Evaluation of academic research: Peer review versus bibliometric algorithm

Gianni De Fraja 23 August 2019

a

A

Many countries evaluate publicly funded research with formal periodic exercises (see Wang et al. 2014 for a recent survey). Among the pioneers in this field, the UK has conducted several such exercises since 1986, as explained in detail on the RAE2008 website. The aim of these exercises is threefold: (i) to ensure accountability for taxpayer funded investment in research, (ii) to produce public evidence of its benefits, and (iii) to guide the selective allocation of the annual ‘block’ budget for research to institutions.

These exercises are very costly. A substantial part of this cost is the time of the over 1,000 assessors, divided into 36 panels, whose task is to assess research in each specific discipline. The panels assess the contribution of the academics submitted by each institution in three areas: research output, environment, and impact. Output is assessed through the evaluation of scholarly work (such as books or journal articles), published in the period since the previous assessment. Each academic submitted is required to list four different items, and the panels attribute to each item they receive a measure of quality on a five-point scale (ranging from 4* “quality that is world-leading in terms of originality, significance and rigour”, to 0* “quality that falls below the standard of nationally recognised work”). Evaluation is by peer review, each item being subjectively assessed by some members of the panel. With close to 200,000 outputs to assess, it is easy to see how costs may escalate rapidly. 

In an attempt to reduce the cost, the British funding agency ran a pilot study to potentially replace peer review with an evaluation based on a bibliometric algorithm, but concluded, partly following the sentiments of the academic community, that this method is “not sufficiently robust […] to replace expert review in the [evaluation]” (HEFCE 2009). This is despite the fact that many other countries conduct their research evaluation using a bibliometric algorithm, a mechanical method for attributing a score to publication based on measurable objective parameters such as the number of citation and the quality of the journal where it is published (Wang et al. 2014). 

In a paper (Checchi et al. 2019) to be presented at the European Economic Association conference in Manchester on 28 August, we investigate whether a sophisticated bibliometric algorithm could have replaced the assessment obtained via peer review in the last evaluation of the research conducted by British universities, the REF2014. 

In recent contributions in the same vein, Mryglod et al. (2015) and Harzing (2014) use a departmental h-index (a measure developed by Hirsch 2010) to measure the academic impact of a given set of publications – for example, all those by a given person, by a given journal, or by a given department.

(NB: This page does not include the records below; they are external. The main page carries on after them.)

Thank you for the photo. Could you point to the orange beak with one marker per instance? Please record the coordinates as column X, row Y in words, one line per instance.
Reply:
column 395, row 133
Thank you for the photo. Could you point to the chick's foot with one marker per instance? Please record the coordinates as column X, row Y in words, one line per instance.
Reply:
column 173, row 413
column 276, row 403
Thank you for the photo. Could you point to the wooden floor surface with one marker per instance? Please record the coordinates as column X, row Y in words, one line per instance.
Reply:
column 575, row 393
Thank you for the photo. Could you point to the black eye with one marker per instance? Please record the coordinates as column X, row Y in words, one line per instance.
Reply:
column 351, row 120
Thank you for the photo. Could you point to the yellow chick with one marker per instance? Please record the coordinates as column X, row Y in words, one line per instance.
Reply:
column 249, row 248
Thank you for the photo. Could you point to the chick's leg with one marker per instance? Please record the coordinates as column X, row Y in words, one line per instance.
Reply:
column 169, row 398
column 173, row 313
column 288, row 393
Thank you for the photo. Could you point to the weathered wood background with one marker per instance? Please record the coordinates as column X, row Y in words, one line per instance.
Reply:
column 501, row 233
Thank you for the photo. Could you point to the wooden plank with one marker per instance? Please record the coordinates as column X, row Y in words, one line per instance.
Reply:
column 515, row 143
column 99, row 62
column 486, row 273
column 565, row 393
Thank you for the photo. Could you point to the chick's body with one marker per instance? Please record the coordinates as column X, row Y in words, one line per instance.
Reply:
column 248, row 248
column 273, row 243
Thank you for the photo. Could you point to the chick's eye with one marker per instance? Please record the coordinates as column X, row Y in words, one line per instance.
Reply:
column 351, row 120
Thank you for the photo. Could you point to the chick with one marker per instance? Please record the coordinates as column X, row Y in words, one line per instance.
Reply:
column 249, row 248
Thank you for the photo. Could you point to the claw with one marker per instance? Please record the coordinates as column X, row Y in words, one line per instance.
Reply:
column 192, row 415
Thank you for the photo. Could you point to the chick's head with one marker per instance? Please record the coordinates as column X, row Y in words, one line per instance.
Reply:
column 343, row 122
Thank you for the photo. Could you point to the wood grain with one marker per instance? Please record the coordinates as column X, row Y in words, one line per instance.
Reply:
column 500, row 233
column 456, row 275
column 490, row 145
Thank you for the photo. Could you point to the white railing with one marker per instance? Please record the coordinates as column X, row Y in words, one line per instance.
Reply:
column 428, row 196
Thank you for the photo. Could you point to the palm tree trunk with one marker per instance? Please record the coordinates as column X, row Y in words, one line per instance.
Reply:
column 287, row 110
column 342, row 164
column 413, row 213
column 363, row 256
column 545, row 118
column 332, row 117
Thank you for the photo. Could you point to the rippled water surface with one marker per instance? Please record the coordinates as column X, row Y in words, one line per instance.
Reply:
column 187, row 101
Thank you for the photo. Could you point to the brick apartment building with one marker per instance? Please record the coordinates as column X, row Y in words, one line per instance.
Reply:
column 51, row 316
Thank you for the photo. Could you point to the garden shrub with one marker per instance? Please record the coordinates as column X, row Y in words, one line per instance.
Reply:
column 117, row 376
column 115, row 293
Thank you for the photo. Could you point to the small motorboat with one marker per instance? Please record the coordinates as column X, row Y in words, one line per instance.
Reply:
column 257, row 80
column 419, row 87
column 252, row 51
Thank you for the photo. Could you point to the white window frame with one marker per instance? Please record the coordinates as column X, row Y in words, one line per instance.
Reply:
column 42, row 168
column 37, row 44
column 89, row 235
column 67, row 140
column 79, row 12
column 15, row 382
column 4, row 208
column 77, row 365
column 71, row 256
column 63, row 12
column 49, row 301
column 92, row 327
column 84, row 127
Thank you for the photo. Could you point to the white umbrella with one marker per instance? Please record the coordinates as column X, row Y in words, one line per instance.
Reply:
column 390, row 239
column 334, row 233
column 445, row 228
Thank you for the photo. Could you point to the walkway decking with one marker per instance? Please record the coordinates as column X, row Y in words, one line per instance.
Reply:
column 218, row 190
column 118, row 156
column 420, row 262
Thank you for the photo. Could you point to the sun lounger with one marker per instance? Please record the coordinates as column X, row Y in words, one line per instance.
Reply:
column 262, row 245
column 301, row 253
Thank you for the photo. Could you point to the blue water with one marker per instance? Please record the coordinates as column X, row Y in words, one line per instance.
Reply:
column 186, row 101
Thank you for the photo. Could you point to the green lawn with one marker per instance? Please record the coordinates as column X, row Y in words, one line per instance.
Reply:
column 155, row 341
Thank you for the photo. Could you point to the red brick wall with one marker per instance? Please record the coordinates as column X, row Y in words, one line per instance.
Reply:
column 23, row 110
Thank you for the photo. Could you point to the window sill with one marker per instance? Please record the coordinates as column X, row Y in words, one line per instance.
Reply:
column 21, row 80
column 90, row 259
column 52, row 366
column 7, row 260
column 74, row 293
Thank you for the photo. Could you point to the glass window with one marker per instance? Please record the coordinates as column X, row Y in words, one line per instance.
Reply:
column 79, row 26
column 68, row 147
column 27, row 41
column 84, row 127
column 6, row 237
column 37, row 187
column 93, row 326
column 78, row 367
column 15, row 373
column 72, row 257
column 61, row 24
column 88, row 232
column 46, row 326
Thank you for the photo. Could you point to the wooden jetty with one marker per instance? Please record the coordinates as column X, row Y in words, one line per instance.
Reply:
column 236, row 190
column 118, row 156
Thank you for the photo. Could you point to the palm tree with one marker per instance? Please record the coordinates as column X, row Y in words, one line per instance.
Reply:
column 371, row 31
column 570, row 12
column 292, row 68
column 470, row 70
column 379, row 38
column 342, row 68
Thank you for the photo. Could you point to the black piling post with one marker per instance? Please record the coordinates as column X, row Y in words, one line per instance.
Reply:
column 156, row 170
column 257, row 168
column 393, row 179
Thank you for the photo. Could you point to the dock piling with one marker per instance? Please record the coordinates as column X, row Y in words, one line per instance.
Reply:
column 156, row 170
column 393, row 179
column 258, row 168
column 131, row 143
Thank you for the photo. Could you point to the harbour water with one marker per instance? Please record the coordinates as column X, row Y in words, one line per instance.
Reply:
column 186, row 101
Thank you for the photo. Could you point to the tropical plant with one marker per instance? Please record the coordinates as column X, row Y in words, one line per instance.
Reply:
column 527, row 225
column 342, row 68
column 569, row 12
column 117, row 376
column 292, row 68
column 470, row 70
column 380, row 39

These papers, while limited to some subjects only, found high correlation of this method of ranking institutions and the REF. As well of the small range of topics they covered, they did not evaluate the same submissions made to the REF, for two types of reasons. First, institutions could choose which academics to submit to the REF, and to which panels. Thus, it is possible that a researcher listed in a departmental website was not submitted to the REF, or was submitted to a different panel from the rest of her colleagues in the department. Second, even when the list of academics submitted is the same as listed on the departmental website, the list of papers is unlikely to be. For each person four papers needed to be submitted, and so a prolific author could only have four papers included in the departmental submission, while a less productive one would have 0* outputs recorded in lieu of the missing papers. 

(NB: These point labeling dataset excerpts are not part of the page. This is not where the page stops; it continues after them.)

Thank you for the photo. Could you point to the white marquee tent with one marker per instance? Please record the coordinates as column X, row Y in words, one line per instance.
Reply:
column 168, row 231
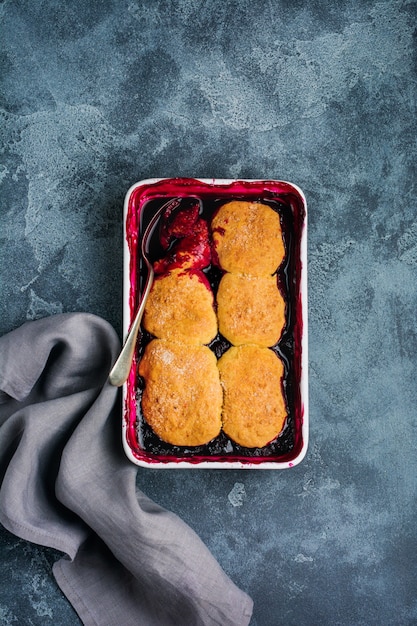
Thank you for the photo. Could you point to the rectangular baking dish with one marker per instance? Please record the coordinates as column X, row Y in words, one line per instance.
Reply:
column 141, row 201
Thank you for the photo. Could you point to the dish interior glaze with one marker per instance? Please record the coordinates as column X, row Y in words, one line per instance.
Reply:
column 142, row 446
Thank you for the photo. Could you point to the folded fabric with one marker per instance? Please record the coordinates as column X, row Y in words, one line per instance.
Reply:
column 66, row 484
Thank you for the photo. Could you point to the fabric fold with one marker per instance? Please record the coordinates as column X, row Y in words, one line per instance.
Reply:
column 66, row 484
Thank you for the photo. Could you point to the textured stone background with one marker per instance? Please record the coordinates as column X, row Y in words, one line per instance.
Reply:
column 98, row 95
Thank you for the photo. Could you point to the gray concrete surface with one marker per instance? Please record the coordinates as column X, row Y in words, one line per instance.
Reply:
column 98, row 95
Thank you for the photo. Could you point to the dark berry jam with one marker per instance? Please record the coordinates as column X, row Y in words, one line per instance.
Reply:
column 184, row 236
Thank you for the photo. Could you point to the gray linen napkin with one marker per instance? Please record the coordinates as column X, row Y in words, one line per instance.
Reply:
column 66, row 484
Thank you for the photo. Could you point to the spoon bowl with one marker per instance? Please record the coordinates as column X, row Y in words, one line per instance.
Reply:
column 120, row 370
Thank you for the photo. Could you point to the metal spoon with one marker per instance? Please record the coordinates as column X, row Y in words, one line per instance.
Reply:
column 120, row 370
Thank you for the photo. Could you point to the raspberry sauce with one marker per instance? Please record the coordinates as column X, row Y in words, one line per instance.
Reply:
column 183, row 241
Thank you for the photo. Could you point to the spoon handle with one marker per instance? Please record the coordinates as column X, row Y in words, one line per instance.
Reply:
column 120, row 370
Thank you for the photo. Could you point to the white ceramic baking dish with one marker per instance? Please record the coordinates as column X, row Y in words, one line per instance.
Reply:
column 141, row 446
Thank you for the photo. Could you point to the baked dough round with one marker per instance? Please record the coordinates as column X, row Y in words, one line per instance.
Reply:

In our exercise, we downloaded directly all the outputs submitted to the REF, which are available from the REF website (www.ref.ac.uk/2014) as Excel files. We then assessed these outputs, whenever possible, using the bibliometric method adopted by the Italian research evaluation agency (ANVUR) for the evaluation of the research carried out by academics working in some research areas in Italian universities, called VQR. With this method, each paper is assigned a score, based on two measures: (i) the impact factor of the journal where it is published, relative to the impact factor of journals in the same research area, and (ii) the number of citations the paper has received, again relative to the citations by papers written in the same research area. The relative weight of these measures is adjusted by the panels according to the year of publication. This is to take into account the facts that older papers have had more time to gather up citations, and that in some research areas citations are more persistent while in others they cease relatively soon after publication. Following the methodology of the Italian agency, only articles published in academic outlets included in the Scopus catalogue were assessed. Thus from 190,962 outputs, we can assess almost 140,000 journal articles. The remaining outputs, around one third of the total, are articles not included in Scopus, books or chapters in books, and a tiny fraction of more unusual outputs, such as compositions, patents, exhibitions, or scholarly editions. 

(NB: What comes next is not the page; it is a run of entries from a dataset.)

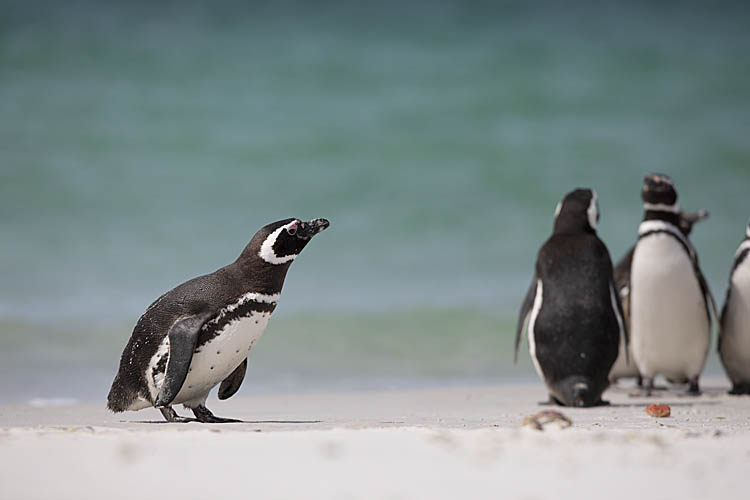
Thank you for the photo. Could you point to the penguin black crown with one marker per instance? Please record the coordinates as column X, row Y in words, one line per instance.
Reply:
column 199, row 334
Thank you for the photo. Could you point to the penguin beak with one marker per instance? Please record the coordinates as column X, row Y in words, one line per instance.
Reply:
column 311, row 228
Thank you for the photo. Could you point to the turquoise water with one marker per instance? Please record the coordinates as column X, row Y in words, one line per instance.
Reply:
column 142, row 145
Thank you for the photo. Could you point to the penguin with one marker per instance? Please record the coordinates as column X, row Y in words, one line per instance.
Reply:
column 622, row 368
column 574, row 315
column 199, row 334
column 669, row 299
column 734, row 332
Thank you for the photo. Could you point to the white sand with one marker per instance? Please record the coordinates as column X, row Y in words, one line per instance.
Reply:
column 437, row 443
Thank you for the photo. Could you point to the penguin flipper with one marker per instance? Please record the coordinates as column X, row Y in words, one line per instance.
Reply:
column 183, row 337
column 620, row 315
column 707, row 295
column 232, row 383
column 523, row 315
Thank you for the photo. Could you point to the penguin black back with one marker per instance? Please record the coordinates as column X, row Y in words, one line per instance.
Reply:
column 249, row 284
column 575, row 319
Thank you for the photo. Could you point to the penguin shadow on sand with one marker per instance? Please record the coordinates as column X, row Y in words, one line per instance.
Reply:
column 671, row 395
column 187, row 420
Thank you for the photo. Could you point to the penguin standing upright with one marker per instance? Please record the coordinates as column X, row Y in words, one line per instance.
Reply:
column 199, row 334
column 734, row 335
column 574, row 314
column 625, row 366
column 670, row 303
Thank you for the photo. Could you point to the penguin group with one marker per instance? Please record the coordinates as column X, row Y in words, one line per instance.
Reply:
column 590, row 324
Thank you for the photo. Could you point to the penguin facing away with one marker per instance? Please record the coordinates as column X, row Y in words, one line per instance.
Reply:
column 574, row 315
column 199, row 334
column 625, row 366
column 734, row 334
column 670, row 303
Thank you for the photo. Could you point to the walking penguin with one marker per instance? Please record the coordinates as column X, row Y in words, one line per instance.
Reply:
column 574, row 315
column 199, row 334
column 670, row 303
column 625, row 366
column 734, row 335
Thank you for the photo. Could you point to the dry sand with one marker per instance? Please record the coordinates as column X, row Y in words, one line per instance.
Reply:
column 463, row 442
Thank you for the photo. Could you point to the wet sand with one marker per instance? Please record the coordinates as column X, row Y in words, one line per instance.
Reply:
column 431, row 443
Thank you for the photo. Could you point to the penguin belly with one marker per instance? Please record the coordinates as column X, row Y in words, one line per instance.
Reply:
column 212, row 362
column 735, row 336
column 215, row 360
column 669, row 321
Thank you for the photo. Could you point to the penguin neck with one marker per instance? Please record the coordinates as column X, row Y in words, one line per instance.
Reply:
column 671, row 217
column 564, row 225
column 259, row 276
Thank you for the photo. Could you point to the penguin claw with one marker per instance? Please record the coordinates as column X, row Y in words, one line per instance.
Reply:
column 203, row 414
column 171, row 416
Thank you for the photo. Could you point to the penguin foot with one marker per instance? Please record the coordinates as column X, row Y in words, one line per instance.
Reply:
column 740, row 389
column 693, row 388
column 203, row 414
column 171, row 416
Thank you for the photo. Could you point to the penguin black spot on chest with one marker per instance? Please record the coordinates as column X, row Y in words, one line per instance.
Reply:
column 216, row 325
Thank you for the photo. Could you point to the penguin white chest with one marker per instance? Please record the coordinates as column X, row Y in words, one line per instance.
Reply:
column 669, row 323
column 216, row 359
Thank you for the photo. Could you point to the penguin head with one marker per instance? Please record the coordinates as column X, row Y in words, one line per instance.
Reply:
column 280, row 242
column 578, row 211
column 659, row 194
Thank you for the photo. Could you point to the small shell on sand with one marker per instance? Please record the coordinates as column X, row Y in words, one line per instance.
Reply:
column 658, row 410
column 539, row 420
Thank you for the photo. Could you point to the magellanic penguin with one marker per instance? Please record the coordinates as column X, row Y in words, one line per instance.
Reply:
column 734, row 335
column 670, row 303
column 625, row 366
column 199, row 334
column 574, row 315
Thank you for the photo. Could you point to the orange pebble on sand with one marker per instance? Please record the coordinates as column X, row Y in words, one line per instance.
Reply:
column 658, row 410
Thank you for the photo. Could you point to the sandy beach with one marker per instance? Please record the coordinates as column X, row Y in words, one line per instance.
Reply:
column 429, row 443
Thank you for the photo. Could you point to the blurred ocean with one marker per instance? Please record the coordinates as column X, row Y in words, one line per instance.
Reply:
column 143, row 143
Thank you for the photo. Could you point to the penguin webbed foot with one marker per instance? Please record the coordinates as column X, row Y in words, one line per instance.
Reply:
column 552, row 401
column 203, row 414
column 171, row 416
column 693, row 387
column 740, row 389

Effectively, we assessed the outputs as if they had been submitted by an Italian institution to the Italian evaluation exercise. Doing so required us to assign each journal to an area of reference – this is because the number of citations and the journal impact factors are assessed relative to the overall worldwide distribution of citations and impact factors in the world. For example, a 2012 mathematics paper with 40 citations could be in the 97th percentile of the distribution of maths papers for that year, whereas a 2010 psychology paper also with 40 cites could be in the 45th percentile of the psychology world distribution of citations for that year. While the bibliometric algorithm was used only by some of the Italian panels, we were able to allocate all the Scopus journals to at least one area, based on the publication patterns of the authors of other papers in the same area. 

Figure 1 

Note: Institutional annual funding of the UK institutions, allocated according to the REF results (horizontal axis) and the funding that would be determined if outputs had been assessed using the VQR bibliometric algorithm (vertical axis). Axes are in logarithmic scales, and when a dot is on the diagonal line, the institution represented by it would receive the same funding under both mechanisms.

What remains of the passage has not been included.